1) En route from Range Gorge to Pannawonica, I’d driven for two hours across the Chichester Ranges and seen exactly three vehicles. We came over a rise. There were two women jogging on the road. They were clean, wore nice track suits, and looked quite happy. They waved as we drove past. I tried not to cover them in dust.
2) We were sitting on the Jimmy Creek road eating lunch; out of the spinifex. Louis said, there’s some one on the road. I looked up to see a woman walking towards us. She came closer. We waved. She waved. She was Aboriginal, but dressed in safety clothes. After greetings, she wanted us to understand that much of the land behind us was an Aboriginal religious site. There were certain areas we could not go. No problem there. She thanked us and walked away. I later sighted a power shovel and truck working to the east about a kilometer. Maybe she walked over from that operation.
3) Earlier the same day on the same track, we drove past a Thrifty rental truck parked on the verge of the road. As I slowed to pass it, a helicopter suddenly took off from nearby. It headed to the top of a nearby mesa and landed. It eventually flew on to the east. I assume some one got picked up near the truck. We stayed in the area the rest of the day. The helicopter never returned.
4) We drove in Paraburdoo. The main street was blocked by cows. It was a clear sign to leave town and camp. When we returned the next day for phone, groceries, internet, and lunch, I inquired about this at the AusPost. The cows were in town because that’s the only place in the area where there’s forage. Paradurdoo’s common areas and many lawns are keep green using groundwater, unlike the surrounding parched regions. The cows were simply trying to survive. Apparently there had been many more around until the previous week, when Rocklea station mustered them out. Paraburdoo would have been quite an exciting place if this involved the usual helicopter and station hands in trucks.
5) On the way into the Mt. Hilditch section, my target was putative dolomite outcrop about ten kilometers southwest of the West Angelas iron mine. I wanted to avoid the mine site; easier for everyone. The track ran through a gap in the hills and turned west. Directly ahead as a massive tailings pile from the mine. It had expanded beyond all expectation. Luckily the Patrol looks like a mine vehicle.

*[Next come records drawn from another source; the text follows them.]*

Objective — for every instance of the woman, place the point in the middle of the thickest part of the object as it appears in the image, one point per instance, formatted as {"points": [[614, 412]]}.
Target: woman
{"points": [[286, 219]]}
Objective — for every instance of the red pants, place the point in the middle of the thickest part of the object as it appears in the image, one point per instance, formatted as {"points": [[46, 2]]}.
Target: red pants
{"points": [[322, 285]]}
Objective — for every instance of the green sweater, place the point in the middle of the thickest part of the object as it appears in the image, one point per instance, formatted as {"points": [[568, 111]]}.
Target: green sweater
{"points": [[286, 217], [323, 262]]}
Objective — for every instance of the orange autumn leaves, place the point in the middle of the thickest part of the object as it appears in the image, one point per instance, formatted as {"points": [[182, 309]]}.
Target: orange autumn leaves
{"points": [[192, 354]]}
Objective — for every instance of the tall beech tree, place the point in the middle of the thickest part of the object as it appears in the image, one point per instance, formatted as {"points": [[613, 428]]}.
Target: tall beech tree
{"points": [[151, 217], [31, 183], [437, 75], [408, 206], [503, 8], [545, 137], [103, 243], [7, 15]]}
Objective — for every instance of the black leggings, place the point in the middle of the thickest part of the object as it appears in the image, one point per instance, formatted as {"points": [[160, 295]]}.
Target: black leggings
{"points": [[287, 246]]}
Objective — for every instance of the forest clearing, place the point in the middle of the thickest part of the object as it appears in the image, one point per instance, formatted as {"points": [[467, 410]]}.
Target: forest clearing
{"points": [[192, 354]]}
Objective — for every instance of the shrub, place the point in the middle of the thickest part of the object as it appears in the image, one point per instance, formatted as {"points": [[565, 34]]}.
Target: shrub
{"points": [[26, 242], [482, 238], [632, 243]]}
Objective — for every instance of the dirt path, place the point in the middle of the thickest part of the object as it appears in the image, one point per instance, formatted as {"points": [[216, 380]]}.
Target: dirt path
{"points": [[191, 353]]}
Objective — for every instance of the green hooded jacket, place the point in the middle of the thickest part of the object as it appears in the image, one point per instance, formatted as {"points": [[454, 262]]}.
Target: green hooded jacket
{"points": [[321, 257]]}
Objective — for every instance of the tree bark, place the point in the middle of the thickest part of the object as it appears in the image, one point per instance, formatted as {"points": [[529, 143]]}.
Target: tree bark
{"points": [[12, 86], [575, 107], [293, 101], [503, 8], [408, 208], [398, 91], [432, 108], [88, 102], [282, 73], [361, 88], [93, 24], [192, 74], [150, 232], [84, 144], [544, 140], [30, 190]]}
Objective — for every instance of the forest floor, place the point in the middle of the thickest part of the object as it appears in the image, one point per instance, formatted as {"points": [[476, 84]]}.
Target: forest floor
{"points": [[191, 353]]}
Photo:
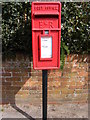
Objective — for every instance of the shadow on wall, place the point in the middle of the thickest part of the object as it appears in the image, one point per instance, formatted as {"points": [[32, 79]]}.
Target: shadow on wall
{"points": [[15, 74]]}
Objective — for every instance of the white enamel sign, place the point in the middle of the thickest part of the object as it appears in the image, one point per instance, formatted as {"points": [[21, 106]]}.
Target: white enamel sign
{"points": [[46, 47]]}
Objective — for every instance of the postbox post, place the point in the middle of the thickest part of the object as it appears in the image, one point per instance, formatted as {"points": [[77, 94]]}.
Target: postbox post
{"points": [[44, 93]]}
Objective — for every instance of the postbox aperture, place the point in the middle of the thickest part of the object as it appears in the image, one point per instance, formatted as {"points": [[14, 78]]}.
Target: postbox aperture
{"points": [[46, 32]]}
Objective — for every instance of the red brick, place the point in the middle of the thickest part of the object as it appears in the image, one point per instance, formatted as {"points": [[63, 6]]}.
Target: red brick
{"points": [[6, 74]]}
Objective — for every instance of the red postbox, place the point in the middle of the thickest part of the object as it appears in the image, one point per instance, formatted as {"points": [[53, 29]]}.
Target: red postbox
{"points": [[46, 34]]}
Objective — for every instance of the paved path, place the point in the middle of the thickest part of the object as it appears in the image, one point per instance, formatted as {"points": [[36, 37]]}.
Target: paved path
{"points": [[54, 111]]}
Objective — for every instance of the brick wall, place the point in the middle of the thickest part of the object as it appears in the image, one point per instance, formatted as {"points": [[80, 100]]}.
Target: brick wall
{"points": [[22, 84]]}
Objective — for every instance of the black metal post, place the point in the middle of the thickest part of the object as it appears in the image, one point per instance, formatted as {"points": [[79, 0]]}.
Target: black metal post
{"points": [[44, 93]]}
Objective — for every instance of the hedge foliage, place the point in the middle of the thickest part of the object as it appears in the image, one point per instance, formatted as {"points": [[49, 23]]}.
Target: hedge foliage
{"points": [[16, 28]]}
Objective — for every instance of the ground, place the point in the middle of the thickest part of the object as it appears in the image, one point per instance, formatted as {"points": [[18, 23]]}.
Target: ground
{"points": [[66, 110]]}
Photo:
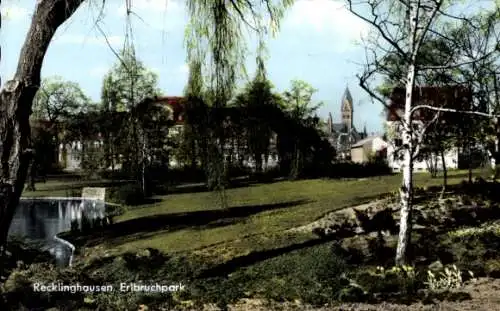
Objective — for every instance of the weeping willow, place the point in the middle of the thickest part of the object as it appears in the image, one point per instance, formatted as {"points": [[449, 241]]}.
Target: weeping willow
{"points": [[216, 49]]}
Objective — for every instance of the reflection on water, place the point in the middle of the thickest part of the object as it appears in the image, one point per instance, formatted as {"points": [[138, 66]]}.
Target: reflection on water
{"points": [[41, 219]]}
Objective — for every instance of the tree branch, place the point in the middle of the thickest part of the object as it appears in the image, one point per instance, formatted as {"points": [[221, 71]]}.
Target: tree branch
{"points": [[379, 28]]}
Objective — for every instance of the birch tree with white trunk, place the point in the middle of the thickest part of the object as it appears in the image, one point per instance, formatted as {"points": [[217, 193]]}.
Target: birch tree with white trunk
{"points": [[403, 34]]}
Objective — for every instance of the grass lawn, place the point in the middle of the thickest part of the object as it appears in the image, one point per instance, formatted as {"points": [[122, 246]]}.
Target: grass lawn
{"points": [[257, 219], [245, 251]]}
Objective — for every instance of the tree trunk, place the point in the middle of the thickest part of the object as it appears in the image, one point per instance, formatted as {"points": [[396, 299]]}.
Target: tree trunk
{"points": [[497, 125], [445, 171], [406, 190], [16, 102], [469, 154]]}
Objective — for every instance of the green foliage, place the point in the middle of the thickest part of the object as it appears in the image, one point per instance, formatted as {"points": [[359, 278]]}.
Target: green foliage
{"points": [[449, 278], [130, 194], [128, 83], [57, 100], [403, 279]]}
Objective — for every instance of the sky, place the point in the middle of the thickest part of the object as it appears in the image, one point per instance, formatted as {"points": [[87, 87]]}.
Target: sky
{"points": [[318, 42]]}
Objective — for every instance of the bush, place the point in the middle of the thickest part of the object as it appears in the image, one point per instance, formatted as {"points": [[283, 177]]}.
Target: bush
{"points": [[128, 194]]}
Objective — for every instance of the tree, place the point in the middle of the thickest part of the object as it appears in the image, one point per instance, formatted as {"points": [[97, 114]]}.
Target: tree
{"points": [[126, 85], [55, 103], [301, 111], [401, 29], [256, 101], [213, 21], [57, 100]]}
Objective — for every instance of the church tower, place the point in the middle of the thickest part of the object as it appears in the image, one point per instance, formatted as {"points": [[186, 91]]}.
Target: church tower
{"points": [[347, 110]]}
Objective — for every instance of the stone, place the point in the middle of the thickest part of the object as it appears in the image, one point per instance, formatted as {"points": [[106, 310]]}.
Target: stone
{"points": [[94, 193]]}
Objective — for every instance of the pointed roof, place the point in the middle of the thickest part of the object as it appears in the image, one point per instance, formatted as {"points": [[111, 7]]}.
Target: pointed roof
{"points": [[347, 96]]}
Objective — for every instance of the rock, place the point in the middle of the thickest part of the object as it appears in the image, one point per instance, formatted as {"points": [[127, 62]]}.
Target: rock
{"points": [[436, 266], [143, 253]]}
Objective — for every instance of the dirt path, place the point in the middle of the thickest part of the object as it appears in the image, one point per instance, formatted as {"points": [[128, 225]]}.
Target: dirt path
{"points": [[333, 217]]}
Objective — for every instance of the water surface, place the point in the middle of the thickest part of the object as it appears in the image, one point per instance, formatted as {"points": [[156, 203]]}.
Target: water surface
{"points": [[40, 220]]}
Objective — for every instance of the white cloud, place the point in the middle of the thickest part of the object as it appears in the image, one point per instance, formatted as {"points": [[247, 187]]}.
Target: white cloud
{"points": [[152, 6], [114, 41], [14, 13], [99, 71], [183, 69], [327, 16]]}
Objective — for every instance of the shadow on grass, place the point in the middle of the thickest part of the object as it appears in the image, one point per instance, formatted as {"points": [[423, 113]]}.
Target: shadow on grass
{"points": [[255, 257], [145, 226]]}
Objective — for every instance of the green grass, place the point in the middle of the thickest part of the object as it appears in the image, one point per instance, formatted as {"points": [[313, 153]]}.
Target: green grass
{"points": [[260, 227]]}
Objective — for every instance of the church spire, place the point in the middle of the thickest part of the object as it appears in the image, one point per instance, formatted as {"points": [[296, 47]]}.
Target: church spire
{"points": [[347, 96], [330, 123], [347, 110]]}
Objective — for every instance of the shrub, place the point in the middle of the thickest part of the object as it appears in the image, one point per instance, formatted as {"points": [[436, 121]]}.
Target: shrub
{"points": [[404, 280], [447, 279]]}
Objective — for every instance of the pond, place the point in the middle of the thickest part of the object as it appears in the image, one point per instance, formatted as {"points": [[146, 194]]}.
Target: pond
{"points": [[40, 220]]}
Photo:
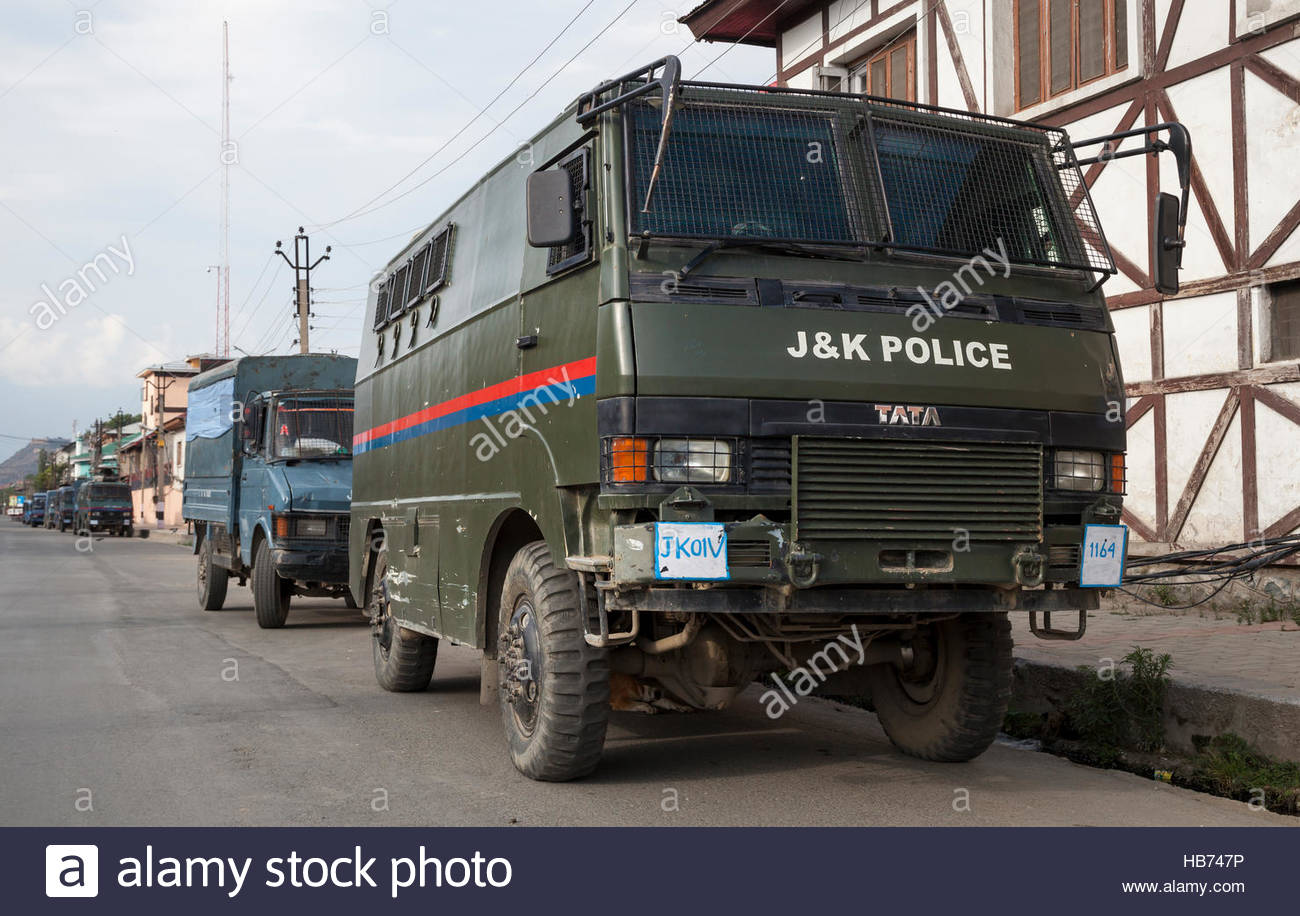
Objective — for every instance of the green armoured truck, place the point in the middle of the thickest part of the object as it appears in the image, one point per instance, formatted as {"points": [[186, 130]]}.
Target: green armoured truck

6) I held my breath wondering how to end this post. What would the land provide? I cringed at the idea of having to manufacture something that fit this narrative. Provision occurred. After a final swagout, we drove west on the Giles Point track towards Newman. It’s one of the old Pilbara roads, now used for mine exploration and station work. It’s in good shape, but has serious patches of bull dust. I drove the Patrol through one of these soft patches at a sharp curve in the road. I looked to my right, checking the berm height, and saw a flash of purple.
The turn in the road: the bush just left of center
I stopped. It was a Common Fire Bush in flower. Wow; it’s early in the season and it’s been really dry, so flowers have been very rare. One of my loves of the Pilbara has been its flowers; so diverse, so fecund. The Fire Bush was lovely. It was covered with blooms and about-to-be blooms. It was a stark and welcome contrast to the harsh dryness of the Pilbara this season.